Eu acho que nós temos de ter a capacidade para nos organizarmos. Nós somos poucos, é verdade, mas seremos menos se não nos organizarmos e se nos dividirmos. É fundamental que nós percebamos que só é possível que alguma coisa aconteça no nordeste transmontano e no interior do país, se as pessoas que lá vivem, se mobilizarem. Ninguém nos dá nada. A sociedade é uma permanente disputa como outra coisa qualquer. É verdade que em teoria o Estado deve exercer o poder regulador. Equilibrar é tirar onde há mais e por onde há menos mas, na realidade, o Estado é empurrado pelas mesmas forças que empurram a sociedade, que emergem da própria sociedade, tem a ver com forças de mercado, tem a ver com forças sócias, tem a ver com forças sindicais, tem a ver com forças políticas.

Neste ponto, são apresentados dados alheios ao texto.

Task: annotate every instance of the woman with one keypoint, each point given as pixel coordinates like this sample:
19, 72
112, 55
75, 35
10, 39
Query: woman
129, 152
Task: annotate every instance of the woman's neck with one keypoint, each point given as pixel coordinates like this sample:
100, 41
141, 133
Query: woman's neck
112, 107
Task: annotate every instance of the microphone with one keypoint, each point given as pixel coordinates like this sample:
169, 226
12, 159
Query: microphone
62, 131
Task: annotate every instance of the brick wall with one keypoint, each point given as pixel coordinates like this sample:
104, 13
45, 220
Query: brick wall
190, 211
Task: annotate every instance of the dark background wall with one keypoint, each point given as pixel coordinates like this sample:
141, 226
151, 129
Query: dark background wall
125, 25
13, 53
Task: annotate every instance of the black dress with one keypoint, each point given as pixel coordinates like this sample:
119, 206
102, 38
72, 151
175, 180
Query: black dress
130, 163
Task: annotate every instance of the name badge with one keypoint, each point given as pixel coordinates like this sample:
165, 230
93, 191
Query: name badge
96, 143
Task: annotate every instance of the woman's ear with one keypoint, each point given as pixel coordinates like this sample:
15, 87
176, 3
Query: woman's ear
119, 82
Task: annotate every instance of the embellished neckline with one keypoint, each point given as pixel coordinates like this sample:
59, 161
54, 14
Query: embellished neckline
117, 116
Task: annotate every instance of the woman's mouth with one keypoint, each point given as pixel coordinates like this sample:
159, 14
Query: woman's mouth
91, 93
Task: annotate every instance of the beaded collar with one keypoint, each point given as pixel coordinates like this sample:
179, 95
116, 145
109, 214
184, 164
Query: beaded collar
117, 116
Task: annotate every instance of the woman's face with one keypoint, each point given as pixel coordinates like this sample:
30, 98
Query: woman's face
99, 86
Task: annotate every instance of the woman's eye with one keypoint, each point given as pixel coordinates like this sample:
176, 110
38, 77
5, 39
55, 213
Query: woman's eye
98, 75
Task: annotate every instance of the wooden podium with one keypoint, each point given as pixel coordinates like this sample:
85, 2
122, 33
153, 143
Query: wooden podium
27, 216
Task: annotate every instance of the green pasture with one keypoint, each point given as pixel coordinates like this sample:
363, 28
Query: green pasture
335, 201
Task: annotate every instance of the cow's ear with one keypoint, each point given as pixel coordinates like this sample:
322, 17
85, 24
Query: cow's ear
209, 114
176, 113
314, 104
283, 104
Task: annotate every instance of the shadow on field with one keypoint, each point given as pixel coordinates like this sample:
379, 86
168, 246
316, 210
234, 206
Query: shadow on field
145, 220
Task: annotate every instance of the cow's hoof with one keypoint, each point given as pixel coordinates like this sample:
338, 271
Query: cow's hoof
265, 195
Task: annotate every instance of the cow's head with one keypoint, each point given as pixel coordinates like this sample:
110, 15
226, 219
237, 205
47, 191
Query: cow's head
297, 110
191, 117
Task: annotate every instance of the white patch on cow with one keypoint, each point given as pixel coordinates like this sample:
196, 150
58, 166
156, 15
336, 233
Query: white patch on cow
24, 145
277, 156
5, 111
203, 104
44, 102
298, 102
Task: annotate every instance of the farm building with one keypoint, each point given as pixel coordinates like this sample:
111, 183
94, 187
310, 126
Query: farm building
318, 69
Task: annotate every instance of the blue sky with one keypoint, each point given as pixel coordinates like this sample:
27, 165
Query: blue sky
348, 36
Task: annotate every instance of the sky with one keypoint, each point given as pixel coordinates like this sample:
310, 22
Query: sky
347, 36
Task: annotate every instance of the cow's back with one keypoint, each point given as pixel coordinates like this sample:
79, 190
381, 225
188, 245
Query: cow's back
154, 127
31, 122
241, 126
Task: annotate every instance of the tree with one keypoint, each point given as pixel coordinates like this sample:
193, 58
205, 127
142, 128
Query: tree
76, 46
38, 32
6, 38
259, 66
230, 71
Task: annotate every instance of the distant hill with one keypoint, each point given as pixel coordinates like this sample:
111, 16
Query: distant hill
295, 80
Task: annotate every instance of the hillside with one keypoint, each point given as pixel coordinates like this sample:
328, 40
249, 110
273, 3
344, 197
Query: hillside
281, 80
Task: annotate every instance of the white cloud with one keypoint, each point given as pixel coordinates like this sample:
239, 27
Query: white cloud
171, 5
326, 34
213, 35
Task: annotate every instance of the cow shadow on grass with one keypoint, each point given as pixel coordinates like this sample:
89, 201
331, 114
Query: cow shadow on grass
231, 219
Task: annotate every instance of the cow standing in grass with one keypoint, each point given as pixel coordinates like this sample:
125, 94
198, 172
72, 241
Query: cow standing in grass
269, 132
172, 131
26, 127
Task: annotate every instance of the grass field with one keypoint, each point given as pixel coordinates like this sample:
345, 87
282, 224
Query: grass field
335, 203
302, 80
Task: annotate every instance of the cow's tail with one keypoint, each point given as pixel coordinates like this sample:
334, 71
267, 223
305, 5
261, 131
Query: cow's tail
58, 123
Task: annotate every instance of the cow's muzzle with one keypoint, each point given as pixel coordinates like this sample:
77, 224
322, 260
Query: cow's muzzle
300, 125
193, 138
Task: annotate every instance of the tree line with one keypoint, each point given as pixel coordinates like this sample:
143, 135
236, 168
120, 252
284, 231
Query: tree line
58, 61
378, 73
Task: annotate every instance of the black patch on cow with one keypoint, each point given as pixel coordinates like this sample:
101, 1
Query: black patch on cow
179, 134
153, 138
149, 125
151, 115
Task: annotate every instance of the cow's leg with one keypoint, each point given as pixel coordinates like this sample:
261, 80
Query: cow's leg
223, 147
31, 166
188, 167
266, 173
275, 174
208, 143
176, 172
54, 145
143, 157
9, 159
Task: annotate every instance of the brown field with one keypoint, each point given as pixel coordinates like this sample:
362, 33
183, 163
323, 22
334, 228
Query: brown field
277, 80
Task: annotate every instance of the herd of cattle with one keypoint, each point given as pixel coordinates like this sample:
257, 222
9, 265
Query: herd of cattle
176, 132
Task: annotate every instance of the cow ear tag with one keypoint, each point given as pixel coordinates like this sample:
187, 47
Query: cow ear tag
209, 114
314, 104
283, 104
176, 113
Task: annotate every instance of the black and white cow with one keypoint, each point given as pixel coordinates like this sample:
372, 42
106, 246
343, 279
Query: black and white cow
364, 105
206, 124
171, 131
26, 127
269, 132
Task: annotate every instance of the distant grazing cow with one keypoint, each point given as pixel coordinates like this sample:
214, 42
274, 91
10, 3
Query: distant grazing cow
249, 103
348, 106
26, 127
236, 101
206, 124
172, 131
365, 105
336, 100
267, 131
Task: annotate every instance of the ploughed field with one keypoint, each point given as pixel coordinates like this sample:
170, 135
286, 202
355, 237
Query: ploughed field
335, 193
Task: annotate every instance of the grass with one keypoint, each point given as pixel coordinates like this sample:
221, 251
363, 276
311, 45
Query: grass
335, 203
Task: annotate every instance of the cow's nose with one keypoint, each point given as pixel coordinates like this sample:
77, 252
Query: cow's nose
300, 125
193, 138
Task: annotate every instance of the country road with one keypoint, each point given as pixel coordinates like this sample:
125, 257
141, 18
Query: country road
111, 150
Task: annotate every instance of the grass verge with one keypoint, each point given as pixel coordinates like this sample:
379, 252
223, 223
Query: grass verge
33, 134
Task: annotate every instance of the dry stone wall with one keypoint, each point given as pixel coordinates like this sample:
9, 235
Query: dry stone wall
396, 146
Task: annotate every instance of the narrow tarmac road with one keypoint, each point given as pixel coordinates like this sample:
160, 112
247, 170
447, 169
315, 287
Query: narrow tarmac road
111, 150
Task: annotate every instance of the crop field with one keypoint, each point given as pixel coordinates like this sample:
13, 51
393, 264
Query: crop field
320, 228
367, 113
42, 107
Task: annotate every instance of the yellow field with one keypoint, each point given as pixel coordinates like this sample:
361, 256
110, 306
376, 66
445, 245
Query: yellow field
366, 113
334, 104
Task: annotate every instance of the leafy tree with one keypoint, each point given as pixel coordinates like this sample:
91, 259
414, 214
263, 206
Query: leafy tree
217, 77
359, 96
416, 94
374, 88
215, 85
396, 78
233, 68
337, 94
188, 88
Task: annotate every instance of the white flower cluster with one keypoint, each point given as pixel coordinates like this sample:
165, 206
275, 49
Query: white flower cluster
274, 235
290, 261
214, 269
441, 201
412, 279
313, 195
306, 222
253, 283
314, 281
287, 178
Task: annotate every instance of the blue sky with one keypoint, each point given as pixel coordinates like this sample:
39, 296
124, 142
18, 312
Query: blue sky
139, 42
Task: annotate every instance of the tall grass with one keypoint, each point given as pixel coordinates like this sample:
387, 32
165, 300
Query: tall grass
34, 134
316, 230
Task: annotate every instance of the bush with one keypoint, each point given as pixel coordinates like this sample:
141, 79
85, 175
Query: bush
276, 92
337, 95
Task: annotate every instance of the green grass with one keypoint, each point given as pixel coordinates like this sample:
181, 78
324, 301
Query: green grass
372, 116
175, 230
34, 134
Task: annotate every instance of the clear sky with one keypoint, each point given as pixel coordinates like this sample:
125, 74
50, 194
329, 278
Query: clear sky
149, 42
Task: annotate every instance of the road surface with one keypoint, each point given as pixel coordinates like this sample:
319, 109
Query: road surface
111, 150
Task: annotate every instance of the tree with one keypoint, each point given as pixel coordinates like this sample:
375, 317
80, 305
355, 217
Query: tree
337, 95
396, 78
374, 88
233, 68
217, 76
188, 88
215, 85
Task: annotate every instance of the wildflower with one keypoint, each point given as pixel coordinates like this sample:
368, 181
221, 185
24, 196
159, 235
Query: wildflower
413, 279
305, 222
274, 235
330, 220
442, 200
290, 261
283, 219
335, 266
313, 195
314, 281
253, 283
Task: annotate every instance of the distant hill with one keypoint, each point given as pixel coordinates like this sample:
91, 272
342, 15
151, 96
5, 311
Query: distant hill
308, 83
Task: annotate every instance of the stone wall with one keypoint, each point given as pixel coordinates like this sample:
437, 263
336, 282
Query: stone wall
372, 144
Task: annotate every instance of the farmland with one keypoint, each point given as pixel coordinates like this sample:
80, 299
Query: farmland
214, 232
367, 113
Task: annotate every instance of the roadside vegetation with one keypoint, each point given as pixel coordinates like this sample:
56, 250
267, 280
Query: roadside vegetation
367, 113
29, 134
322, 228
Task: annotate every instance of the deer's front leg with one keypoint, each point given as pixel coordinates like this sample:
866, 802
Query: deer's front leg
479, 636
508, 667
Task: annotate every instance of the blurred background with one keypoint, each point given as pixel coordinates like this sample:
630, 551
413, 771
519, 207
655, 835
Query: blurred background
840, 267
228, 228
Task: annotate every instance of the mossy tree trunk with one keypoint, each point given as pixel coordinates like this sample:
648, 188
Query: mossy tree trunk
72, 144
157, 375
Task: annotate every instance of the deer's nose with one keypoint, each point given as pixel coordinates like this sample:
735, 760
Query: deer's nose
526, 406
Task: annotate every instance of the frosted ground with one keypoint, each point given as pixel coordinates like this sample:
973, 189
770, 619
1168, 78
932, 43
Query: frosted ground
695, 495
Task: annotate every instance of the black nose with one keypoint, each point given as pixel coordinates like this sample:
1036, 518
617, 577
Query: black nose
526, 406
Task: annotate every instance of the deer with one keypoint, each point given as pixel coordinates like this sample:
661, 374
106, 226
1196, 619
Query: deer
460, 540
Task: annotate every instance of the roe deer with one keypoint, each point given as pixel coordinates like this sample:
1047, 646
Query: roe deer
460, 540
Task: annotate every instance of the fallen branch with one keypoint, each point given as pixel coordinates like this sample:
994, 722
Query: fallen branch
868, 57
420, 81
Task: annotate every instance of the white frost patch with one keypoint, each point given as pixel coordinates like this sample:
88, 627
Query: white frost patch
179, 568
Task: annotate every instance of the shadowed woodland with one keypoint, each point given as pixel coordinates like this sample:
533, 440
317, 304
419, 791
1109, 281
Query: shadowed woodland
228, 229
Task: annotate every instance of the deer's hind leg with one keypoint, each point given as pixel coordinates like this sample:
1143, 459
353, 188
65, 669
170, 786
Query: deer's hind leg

O Estado é empurrado por essas forças para determinados sentidos e nós aqui, no interior do país e, particularmente, no nordeste transmontano, também temos que criar alguma capacidade de alavancagem, criar aqui alguma capacidade de organização, de nos organizarmos para que aqui sejam feitas e aconteçam, também, coisas que possam sustentar a manutenção da nossa sociedade local e regional porque as sociedades reproduzem-se, é preciso fazê-las reproduzir e fazer reproduzir uma sociedade é fazer com que as gerações mais novas continuem a ficar no sitio onde estão as mais antigas mas, para isso, é preciso que sejam criadas oportunidades a essas pessoas. Essas oportunidades, dificilmente, serão criadas de forma voluntária por alguém de fora. Tem de ser alguém de dentro que estimule alguém de fora a que se venha a associar aos que já cá estão. Todas as políticas de repovoamento, todas as políticas de dinamização económica estiveram subjacentes a atitudes deste tipo. É sempre preciso que aqueles que estão numa determinada região sejam capazes de apelar e de desenvolver iniciativas para que aqueles que estão fora também para lá venham e com isso começar a criar mais massa crítica e criar o entorno necessário para que se entre no tal patamar, a partir do qual, as coisas são sustentáveis mas, essa é que é a parte difícil, é que nós somos poucos e não nos sabemos organizar.

Partilha da opinião oficial do Partido Socialista em relação ao ensino superior em Bragança?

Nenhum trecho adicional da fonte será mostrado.